Muskwa, niché au chaud contre Tyr, ne tarda pas à s’endormir. Pendant de longues heures Tyr veilla seul. Il sommeillait de temps en temps, mais le désir qui était en lui l’empêchait de reposer vraiment.

La pluie cessa peu après minuit, mais il faisait très sombre, le ruisseau avait débordé, et Tyr préféra demeurer sous son roc. Muskwa dormit délicieusement.

Au jour levant, Tyr, qui s’étirait, le réveilla.

Il suivit le grizzly hors de leur abri provisoire.

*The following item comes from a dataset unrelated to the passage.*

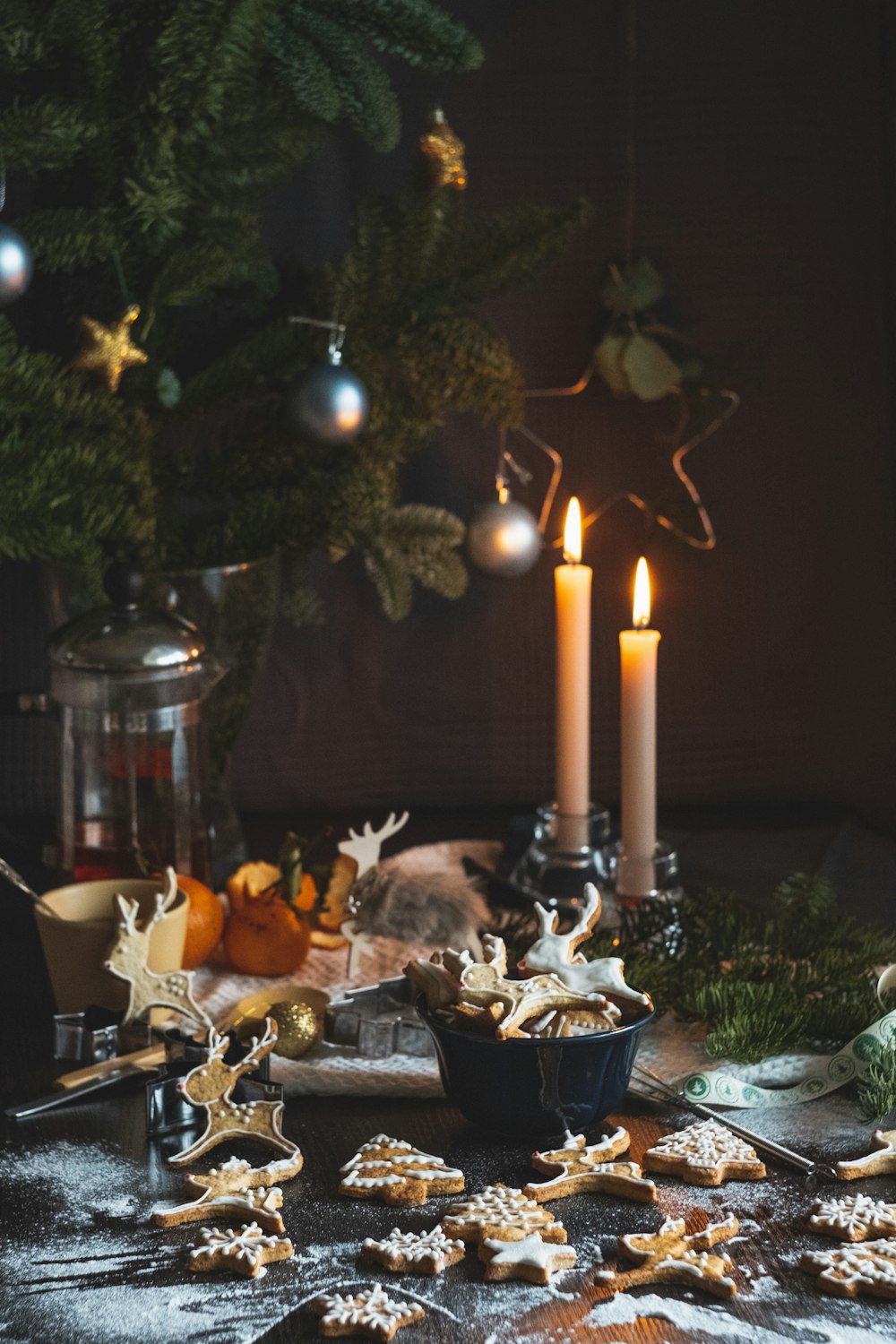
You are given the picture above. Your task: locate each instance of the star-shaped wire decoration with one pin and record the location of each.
(109, 349)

Il se sentait infiniment mieux que la veille, quoique les plantes de ses pieds lui fissent toujours mal et que ses articulations fussent raides.

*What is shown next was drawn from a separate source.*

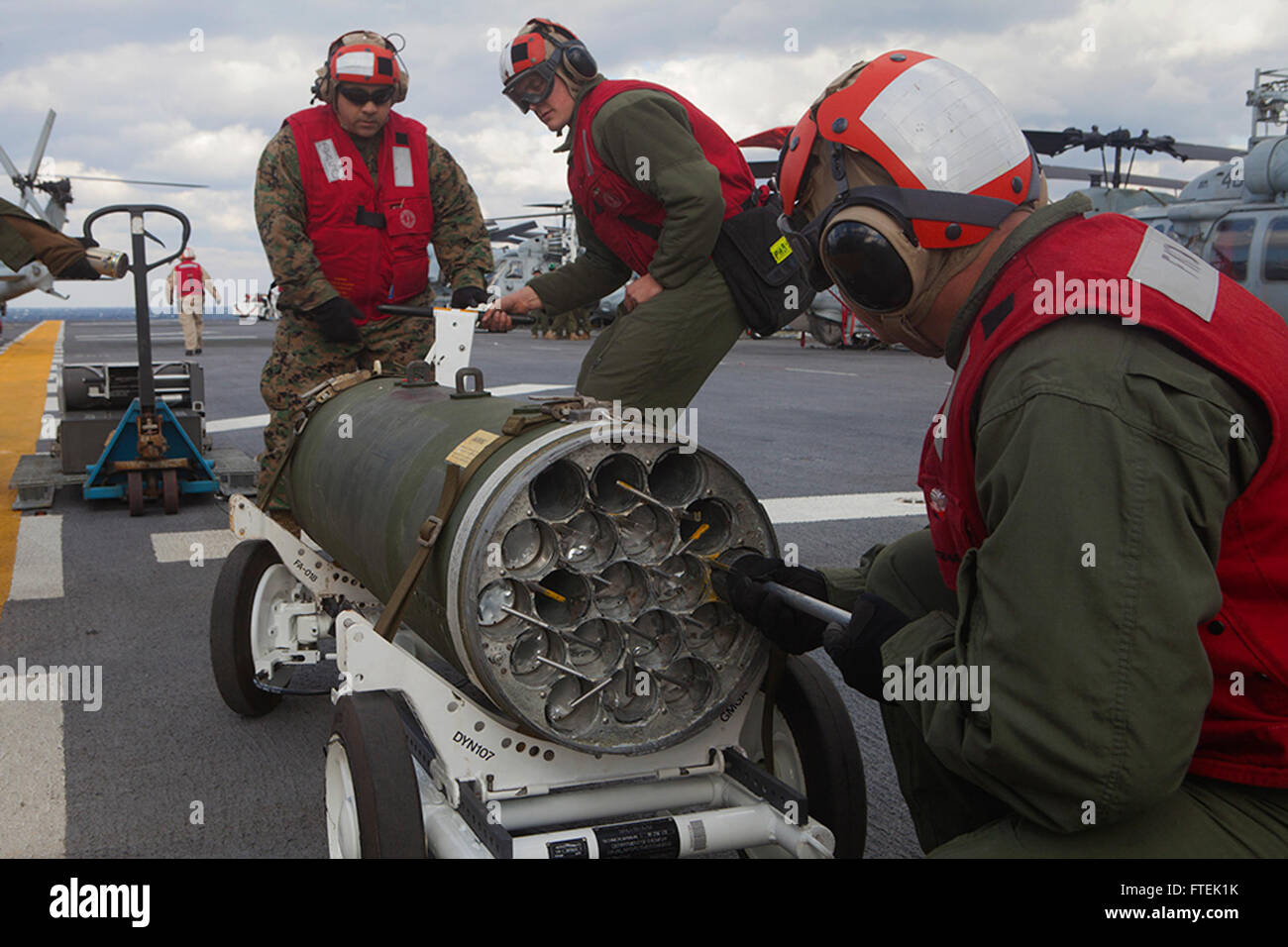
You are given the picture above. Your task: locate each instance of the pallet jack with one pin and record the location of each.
(151, 414)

Tyr se remit à suivre le ruisseau. Sur les deux rives, l’herbe poussait luxuriante, et les lis sauvages abondaient. Tyr en aimait les bulbes sucrés, et il eût passé quelques heures à s’en régaler, s’il n’avait pas été tellement pressé de rejoindre son Iskwao.

Semblable à plus d’un amoureux à la raie médiane impeccable, Tyr aimait bien quand il aimait. Ce qui n’était, au demeurant, qu’une semaine ou deux par année. Il ne mangeait plus que pour vivre au lieu de vivre pour manger, selon sa constante habitude. Aussi l’estomac de Muskwa criait-il famine lorsque Tyr se décida finalement à leur procurer un repas.

Vers la fin de l’après-midi, ils arrivèrent à une mare tellement séduisante que Tyr n’eut pas le courage de poursuivre.

Elle n’avait guère plus d’une douzaine de pieds de large et fourmillait de truites.

Les poissons n’avaient pas réussi à atteindre le lac Supérieur et ils avaient attendu trop longtemps après la saison des pluies pour regagner les eaux profondes de la Badine et de la Skeena.